Search code examples
cachingcaffeine-cache

Delete Caffeine entries based on a timestamp condition


Is there a way to remove Caffeine entries based on a timestamp condition? Eg., At T1 I have following entries

K1 -> V1
K2 -> V2
K3 -> V3

At time T2 I update only K2 and K3. (I dont know if both entries will have exact timestamp. K2 might have T2 but K3 might be T2 + some nanos. But sake of this question let's assume they do)

Now I want caffeine to invalidate entry K1 -> V1 because T1 < T2.

One way to do this is to iterate over entries and check if their write timestamp is < T2. Collect such keys and in the end call invalidateKeys(keys).

Maybe there is a non-iterative way?


Solution

  • If you are using expireAfterWrite, then you can obtain a snapshot of entries in timestamp order. As this call requires obtaining the eviction lock, it provides an immutable snapshot rather than an iterator.

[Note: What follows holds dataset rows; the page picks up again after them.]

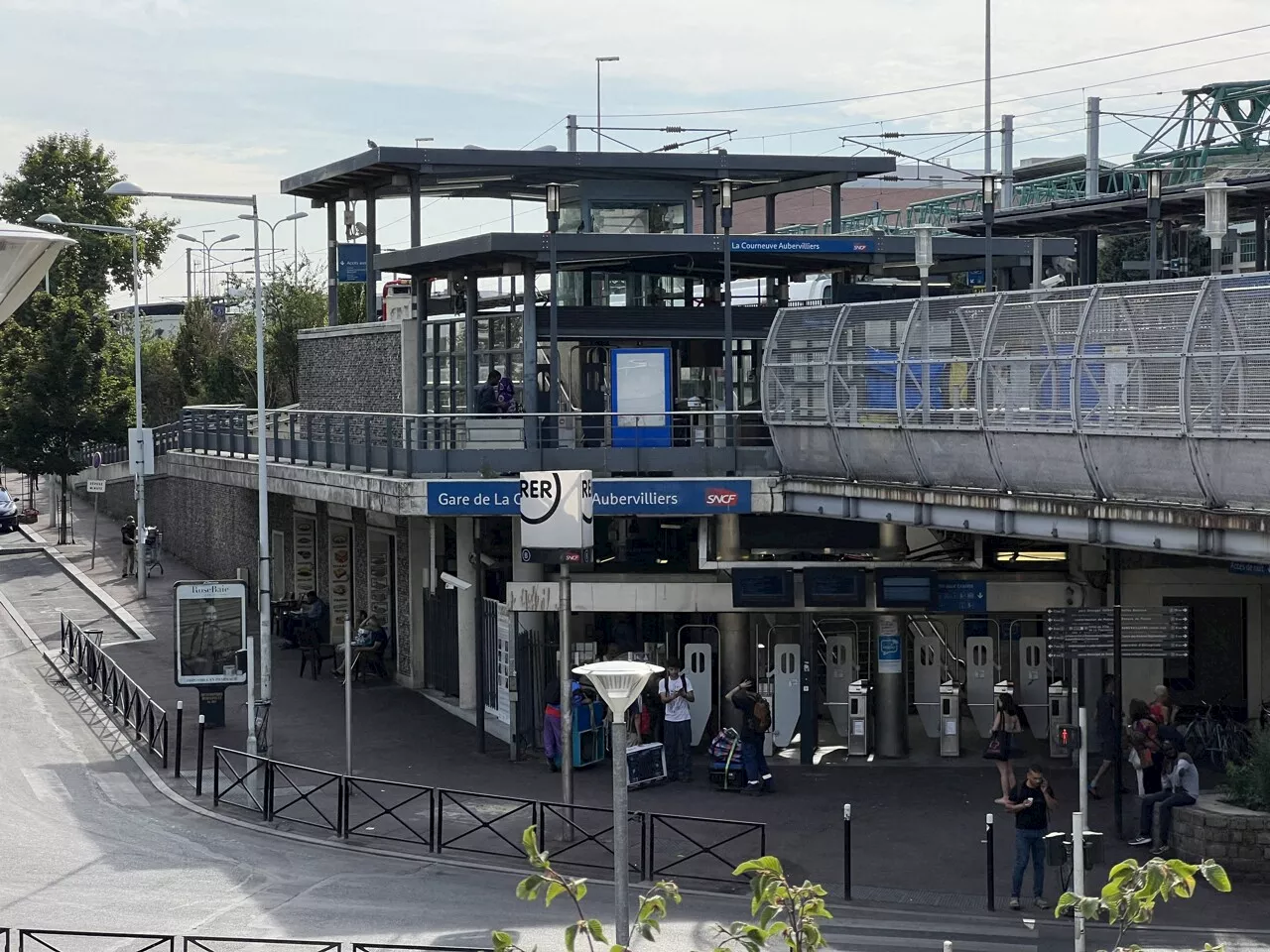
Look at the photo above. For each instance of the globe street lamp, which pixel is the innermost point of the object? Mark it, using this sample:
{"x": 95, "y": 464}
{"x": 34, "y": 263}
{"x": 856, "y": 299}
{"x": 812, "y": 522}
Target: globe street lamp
{"x": 140, "y": 474}
{"x": 619, "y": 683}
{"x": 258, "y": 725}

That is messy, e.g. you have to provide a limit which might not be correct and it depends on expiration.

    Duration maxAge = Duration.ofMinutes(1);
    cache.policy().expireAfterWrite().ifPresent(policy -> {
      Map<K, V> oldest = policy.oldest(1_000);
      for (K key : oldest.keySet()) {
        // Remove everything written more than 1 minute ago
        policy.ageOf(key)
          .filter(duration -> duration.compareTo(maxAge) > 0)
          .ifPresent(duration -> cache.invalidate(key));
      }
    });
    

    If you maintain the timestamp yourself, then an unordered iteration is possible using the cache.asMap() view. That's likely simplest and fast.

    long cutoff = ...
    var keys = cache.asMap().entrySet().stream()
      .filter(entry -> entry.getValue().timestamp() < cutoff)
      .collect(toList());
    cache.invalidateAll(keys);
    

    An approach that won't work, but worth mentioning to explain why, is variable expiration, expireAfter(expiry). You can set a new duration on every read based on the prior setting. This takes effect after the entry is returned to the caller, so while you can expire immediately it will serve K1 (at least) once.

    Otherwise you could validate at retrieval time outside of the cache and rely on size eviction. The flaw with this approach is that it does pollute the cache will dead entries.

    V value = cache.get(key);
    if (value.timestamp() < cutoff) {
      cache.asMap().remove(key, value);
      return cache.get(key); // load a new value
    }
    return value;
    

    Or you could maintain your own write-order queue, etc. All of these get messy the fancier you get. For your case, likely a full iteration is the simplest and least error-prone approach.